# News Topic Classification

The project involves a large dataset of news articles collected over several years. These articles cover a wide range of topics such as world events, sports, business, and science/technology. Each article headline is labeled with a number from 0 to 3, indicating its category, as described below. 

| Value | Topic        |
|:------|:-------------|
| 0     | World        |
| 1     | Sports       |
| 2     | Business     |
| 3     | Sci/Tech     |


Our goal is to create a model that, given an unknown article headline, can classify it into one of these 4 topics.

# Exploring Our Data Set
Our dataset consists of only two columns, *text* and *label*, as shown below:

In [1]:
import pandas as pd
df = pd.read_csv('training_data.csv')
df.head(10)

Unnamed: 0,text,label
0,Wall St. Bears Claw Back Into the Black (Reute...,2
1,Carlyle Looks Toward Commercial Aerospace (Reu...,2
2,Oil and Economy Cloud Stocks' Outlook (Reuters...,2
3,Iraq Halts Oil Exports from Main Southern Pipe...,2
4,"Oil prices soar to all-time record, posing new...",2
5,"Stocks End Up, But Near Year Lows (Reuters) Re...",2
6,Money Funds Fell in Latest Week (AP) AP - Asse...,2
7,Fed minutes show dissent over inflation (USATO...,2
8,Safety Net (Forbes.com) Forbes.com - After ear...,2
9,Wall St. Bears Claw Back Into the Black NEW Y...,2


The columns *text* is, as the named suggests, just the headline of the news article, and *label* has it's classification according to the table mentioned before. As it is obvious, we need to process our text into tokens in order to use it in any prediction models. Here is also a simple code to show that our data is evenly distributed between the four labels:

In [2]:
label_percentage = df['label'].value_counts(normalize=True) * 100
print(label_percentage)

2    25.0
3    25.0
1    25.0
0    25.0
Name: label, dtype: float64


# Pre-processing and Tokenizing
We start by pre-processing our data, as described bellow, and also tokenizing it. Here we create the function **process_data()**, wich receives a dataset, as well as a number to indicate which iteration of the processing we are doing.
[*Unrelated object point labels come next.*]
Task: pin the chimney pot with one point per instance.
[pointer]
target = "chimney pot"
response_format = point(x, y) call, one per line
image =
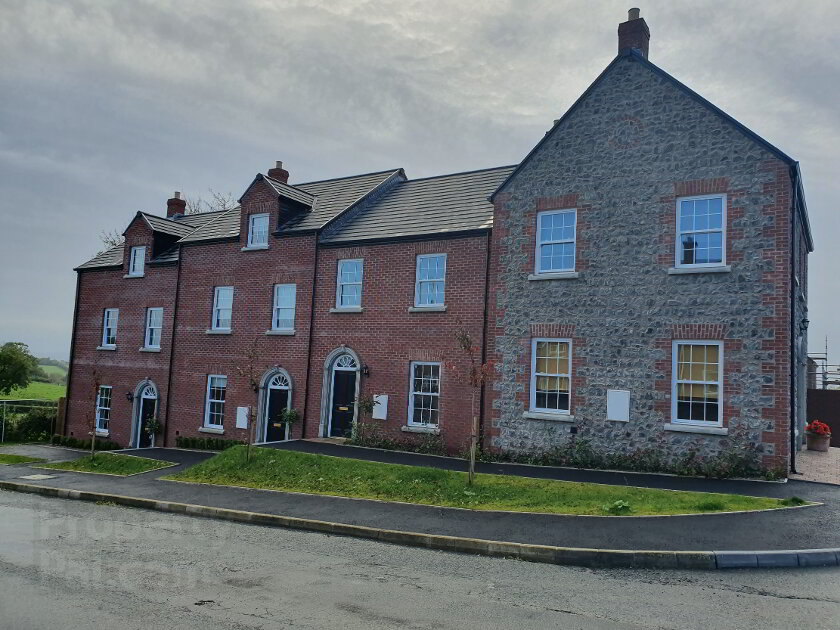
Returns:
point(634, 34)
point(279, 173)
point(175, 206)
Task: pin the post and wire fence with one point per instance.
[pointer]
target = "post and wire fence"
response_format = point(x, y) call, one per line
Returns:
point(27, 420)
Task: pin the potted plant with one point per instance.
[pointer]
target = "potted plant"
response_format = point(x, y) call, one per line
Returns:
point(817, 436)
point(151, 426)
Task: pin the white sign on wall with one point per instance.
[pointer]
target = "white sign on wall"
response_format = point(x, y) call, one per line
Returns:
point(242, 417)
point(380, 409)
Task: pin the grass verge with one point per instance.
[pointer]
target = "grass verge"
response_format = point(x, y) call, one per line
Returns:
point(9, 459)
point(110, 464)
point(319, 474)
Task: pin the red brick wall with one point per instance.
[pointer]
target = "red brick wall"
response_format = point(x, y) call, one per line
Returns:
point(253, 275)
point(125, 367)
point(387, 337)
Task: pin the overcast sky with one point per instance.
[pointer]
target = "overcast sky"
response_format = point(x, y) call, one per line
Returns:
point(106, 108)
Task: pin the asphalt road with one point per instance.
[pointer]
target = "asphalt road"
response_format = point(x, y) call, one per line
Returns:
point(69, 564)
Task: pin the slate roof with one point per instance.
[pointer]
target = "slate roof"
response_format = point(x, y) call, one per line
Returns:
point(433, 205)
point(291, 192)
point(633, 55)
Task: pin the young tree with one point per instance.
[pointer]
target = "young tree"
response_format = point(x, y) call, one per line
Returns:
point(17, 366)
point(96, 380)
point(476, 375)
point(247, 368)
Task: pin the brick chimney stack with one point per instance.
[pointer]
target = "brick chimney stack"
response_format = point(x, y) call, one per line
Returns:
point(634, 34)
point(175, 206)
point(279, 173)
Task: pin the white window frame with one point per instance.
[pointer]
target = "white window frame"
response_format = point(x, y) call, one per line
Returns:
point(137, 264)
point(340, 284)
point(106, 327)
point(418, 282)
point(675, 382)
point(217, 308)
point(534, 374)
point(208, 400)
point(412, 393)
point(251, 221)
point(276, 307)
point(149, 328)
point(678, 249)
point(103, 410)
point(539, 243)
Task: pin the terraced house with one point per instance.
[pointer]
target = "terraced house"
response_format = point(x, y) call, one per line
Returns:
point(639, 281)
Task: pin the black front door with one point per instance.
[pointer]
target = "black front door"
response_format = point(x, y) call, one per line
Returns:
point(275, 428)
point(344, 399)
point(147, 410)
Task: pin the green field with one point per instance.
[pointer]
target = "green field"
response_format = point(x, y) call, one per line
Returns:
point(319, 474)
point(39, 391)
point(111, 464)
point(53, 370)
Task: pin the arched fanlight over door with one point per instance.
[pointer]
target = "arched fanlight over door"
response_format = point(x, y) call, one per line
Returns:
point(280, 381)
point(345, 362)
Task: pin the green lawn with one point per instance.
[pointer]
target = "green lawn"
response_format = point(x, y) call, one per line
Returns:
point(111, 464)
point(8, 459)
point(40, 391)
point(320, 474)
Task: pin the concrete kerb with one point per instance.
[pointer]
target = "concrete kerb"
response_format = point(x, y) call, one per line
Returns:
point(593, 558)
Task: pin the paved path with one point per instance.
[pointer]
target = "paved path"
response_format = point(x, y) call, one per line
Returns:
point(813, 527)
point(77, 566)
point(820, 467)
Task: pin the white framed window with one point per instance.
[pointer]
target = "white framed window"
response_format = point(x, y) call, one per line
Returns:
point(109, 327)
point(556, 234)
point(697, 374)
point(258, 230)
point(430, 282)
point(154, 326)
point(424, 394)
point(701, 231)
point(222, 308)
point(137, 260)
point(349, 290)
point(283, 312)
point(551, 375)
point(103, 407)
point(214, 408)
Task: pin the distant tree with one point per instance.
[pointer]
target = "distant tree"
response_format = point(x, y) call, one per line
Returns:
point(218, 201)
point(110, 240)
point(16, 366)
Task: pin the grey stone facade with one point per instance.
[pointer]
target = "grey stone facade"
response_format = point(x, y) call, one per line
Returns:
point(623, 155)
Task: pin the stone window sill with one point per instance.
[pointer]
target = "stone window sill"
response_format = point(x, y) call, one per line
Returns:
point(554, 275)
point(409, 428)
point(694, 428)
point(678, 271)
point(435, 308)
point(552, 417)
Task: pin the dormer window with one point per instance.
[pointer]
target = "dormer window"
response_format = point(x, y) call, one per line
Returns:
point(136, 261)
point(258, 230)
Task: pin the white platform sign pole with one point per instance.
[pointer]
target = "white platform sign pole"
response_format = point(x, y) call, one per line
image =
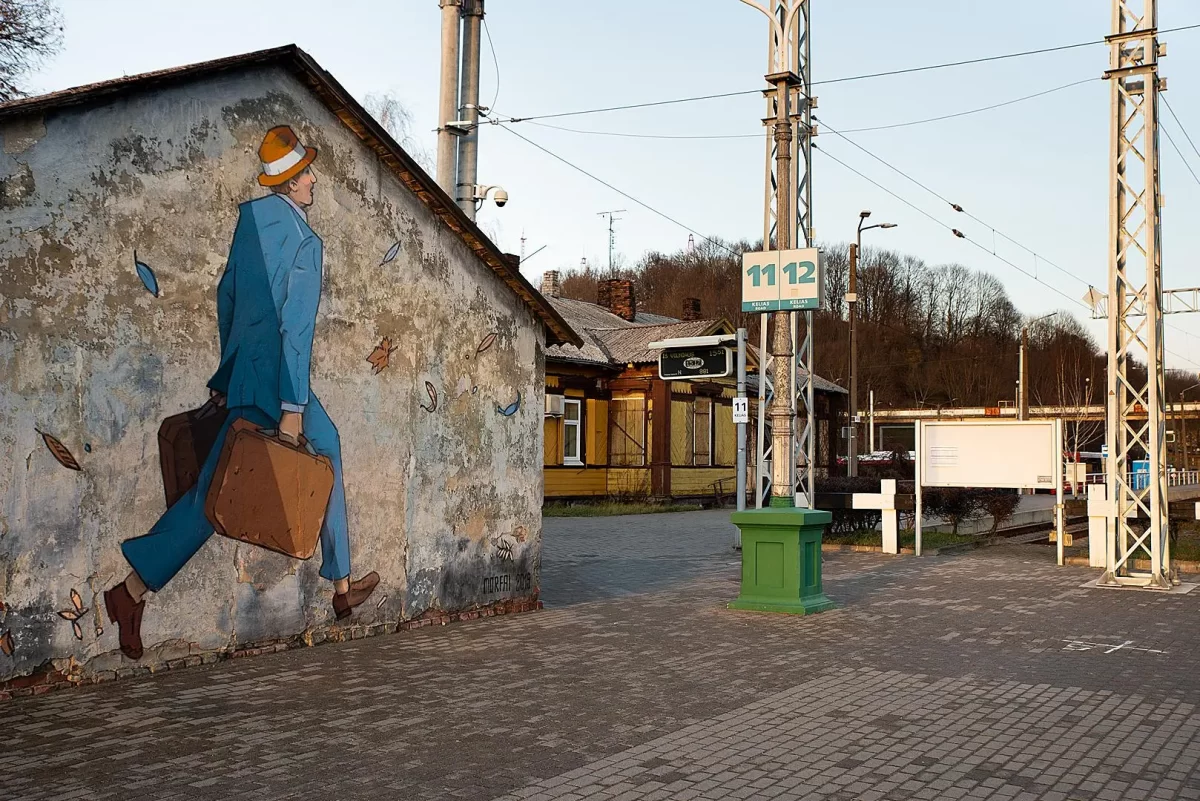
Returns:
point(1057, 482)
point(917, 440)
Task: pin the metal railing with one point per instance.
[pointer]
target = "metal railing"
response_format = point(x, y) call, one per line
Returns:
point(1137, 480)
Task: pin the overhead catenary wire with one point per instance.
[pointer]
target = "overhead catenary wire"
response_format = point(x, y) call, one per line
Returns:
point(1037, 257)
point(959, 234)
point(761, 134)
point(869, 76)
point(496, 62)
point(1180, 122)
point(1180, 152)
point(621, 192)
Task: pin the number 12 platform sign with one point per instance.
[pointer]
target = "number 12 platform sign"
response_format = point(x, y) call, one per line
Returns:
point(781, 281)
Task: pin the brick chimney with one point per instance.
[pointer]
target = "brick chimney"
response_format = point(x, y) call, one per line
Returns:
point(551, 287)
point(622, 300)
point(604, 293)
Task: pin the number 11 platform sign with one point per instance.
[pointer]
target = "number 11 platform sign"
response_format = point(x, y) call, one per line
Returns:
point(781, 281)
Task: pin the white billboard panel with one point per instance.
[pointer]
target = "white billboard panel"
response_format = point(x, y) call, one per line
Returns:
point(1009, 453)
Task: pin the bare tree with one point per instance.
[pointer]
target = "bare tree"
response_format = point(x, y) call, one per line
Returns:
point(396, 120)
point(30, 32)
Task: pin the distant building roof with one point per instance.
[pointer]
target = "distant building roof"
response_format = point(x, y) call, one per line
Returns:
point(630, 344)
point(612, 341)
point(357, 119)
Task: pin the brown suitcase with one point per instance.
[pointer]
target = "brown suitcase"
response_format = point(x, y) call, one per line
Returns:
point(269, 493)
point(185, 441)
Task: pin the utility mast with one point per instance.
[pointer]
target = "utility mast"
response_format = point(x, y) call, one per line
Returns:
point(787, 432)
point(612, 234)
point(468, 94)
point(1134, 305)
point(448, 96)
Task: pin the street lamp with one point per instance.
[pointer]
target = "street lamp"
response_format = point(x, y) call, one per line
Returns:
point(852, 302)
point(1023, 369)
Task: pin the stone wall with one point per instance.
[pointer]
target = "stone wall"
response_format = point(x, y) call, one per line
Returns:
point(443, 494)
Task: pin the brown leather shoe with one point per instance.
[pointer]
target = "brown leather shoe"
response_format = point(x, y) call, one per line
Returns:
point(359, 591)
point(126, 613)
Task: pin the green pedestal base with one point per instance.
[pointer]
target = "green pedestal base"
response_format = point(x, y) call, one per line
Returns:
point(781, 560)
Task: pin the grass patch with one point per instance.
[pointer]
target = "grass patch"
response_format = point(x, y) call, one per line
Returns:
point(907, 538)
point(1187, 548)
point(609, 509)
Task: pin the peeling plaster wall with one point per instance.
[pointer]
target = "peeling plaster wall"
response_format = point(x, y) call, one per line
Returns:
point(444, 505)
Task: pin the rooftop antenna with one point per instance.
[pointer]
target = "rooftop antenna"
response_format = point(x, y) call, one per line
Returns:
point(612, 235)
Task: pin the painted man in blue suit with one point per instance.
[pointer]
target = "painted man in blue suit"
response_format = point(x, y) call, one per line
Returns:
point(267, 308)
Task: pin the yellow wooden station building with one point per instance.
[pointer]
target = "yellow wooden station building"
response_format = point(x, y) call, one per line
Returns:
point(615, 429)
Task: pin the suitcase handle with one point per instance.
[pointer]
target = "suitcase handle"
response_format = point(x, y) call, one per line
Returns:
point(209, 408)
point(305, 445)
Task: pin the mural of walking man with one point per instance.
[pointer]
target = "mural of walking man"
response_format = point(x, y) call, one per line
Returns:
point(267, 308)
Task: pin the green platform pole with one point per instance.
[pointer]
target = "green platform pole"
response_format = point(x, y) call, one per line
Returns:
point(781, 560)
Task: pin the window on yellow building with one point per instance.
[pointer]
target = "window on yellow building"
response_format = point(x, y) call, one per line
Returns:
point(702, 433)
point(573, 432)
point(627, 432)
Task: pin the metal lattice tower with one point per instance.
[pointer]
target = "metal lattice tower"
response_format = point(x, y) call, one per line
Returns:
point(1138, 522)
point(797, 50)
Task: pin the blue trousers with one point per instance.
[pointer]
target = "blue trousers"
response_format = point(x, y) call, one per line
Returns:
point(179, 534)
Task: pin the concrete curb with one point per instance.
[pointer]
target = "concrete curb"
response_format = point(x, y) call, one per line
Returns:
point(1138, 564)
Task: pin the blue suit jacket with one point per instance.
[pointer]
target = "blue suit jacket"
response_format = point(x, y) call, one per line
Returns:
point(267, 307)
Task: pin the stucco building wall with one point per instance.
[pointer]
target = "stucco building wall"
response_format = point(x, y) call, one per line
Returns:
point(444, 504)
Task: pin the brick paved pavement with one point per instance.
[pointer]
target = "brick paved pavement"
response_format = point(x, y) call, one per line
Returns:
point(965, 676)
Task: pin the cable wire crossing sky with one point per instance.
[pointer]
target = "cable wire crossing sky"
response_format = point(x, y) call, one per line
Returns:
point(1008, 120)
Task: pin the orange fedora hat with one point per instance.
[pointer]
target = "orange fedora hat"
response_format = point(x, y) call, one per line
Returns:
point(283, 157)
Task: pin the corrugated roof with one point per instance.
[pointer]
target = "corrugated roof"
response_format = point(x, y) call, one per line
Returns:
point(357, 119)
point(631, 344)
point(583, 317)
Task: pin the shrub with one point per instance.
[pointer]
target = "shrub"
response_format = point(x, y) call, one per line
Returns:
point(952, 504)
point(1000, 504)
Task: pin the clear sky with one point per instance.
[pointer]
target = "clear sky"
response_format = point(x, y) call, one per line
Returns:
point(1035, 170)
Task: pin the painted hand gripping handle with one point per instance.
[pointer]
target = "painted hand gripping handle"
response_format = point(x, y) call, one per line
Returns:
point(269, 493)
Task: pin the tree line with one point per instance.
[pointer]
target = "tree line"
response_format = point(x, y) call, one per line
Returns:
point(928, 335)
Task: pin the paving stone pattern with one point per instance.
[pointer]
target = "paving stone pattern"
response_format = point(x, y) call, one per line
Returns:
point(978, 675)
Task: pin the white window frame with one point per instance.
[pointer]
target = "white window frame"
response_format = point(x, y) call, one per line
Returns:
point(577, 425)
point(695, 433)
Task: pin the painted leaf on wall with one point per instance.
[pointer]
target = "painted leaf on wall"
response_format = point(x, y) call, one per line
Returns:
point(485, 343)
point(59, 451)
point(393, 252)
point(381, 357)
point(511, 409)
point(145, 273)
point(73, 614)
point(433, 397)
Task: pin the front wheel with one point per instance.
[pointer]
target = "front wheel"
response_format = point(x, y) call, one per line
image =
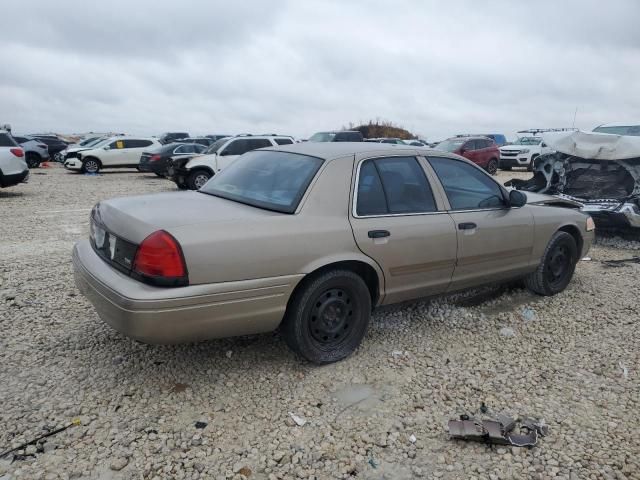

Later in the notebook it will become clear that more processing is needed, but we didn't want to tamper with the initial results, so we created this way of adding new parts to the function, without making use of them.

### Cleaning
We start by using a regex to remove any HTML elements, to clean the text data.

### Lowercase
We then lowercase every word to ensure uniformity and prevent the model from treating words differently based on their capitalization.

### Special Characters / Punctuation
For this particular problem, special characters and punctuation marks don't contribute much to the meaning of the text and can be removed (opinion could be different if this was a sentiment analysis instead of a topic classification problem)

### Tokenization
We then split the text into individual words/tokens, as it helps capture semantic more effectively.

### Stopwords
Stopwords are common words that occur frequently in language, but, in a topic classification problem, carry virtually no useful information. Removing them reduces the noise in the data.

### Stemming
We reduce words to their base or root form, as it reduces the size of vocabulary and the dimensionality of the feature space.

In [3]:
import pandas as pd
import re
import nltk
from nltk import PorterStemmer
from nltk.stem import WordNetLemmatizer
from nltk.corpus import stopwords
from collections import Counter
nltk.download('stopwords')
nltk.download('punkt')

stemmer = PorterStemmer()

def stem_tokens(tokens):
    return [stemmer.stem(token) for token in tokens]

lemmatizer = WordNetLemmatizer()

def lemmatize_tokens(tokens):
    return [lemmatizer.lemmatize(token) for token in tokens]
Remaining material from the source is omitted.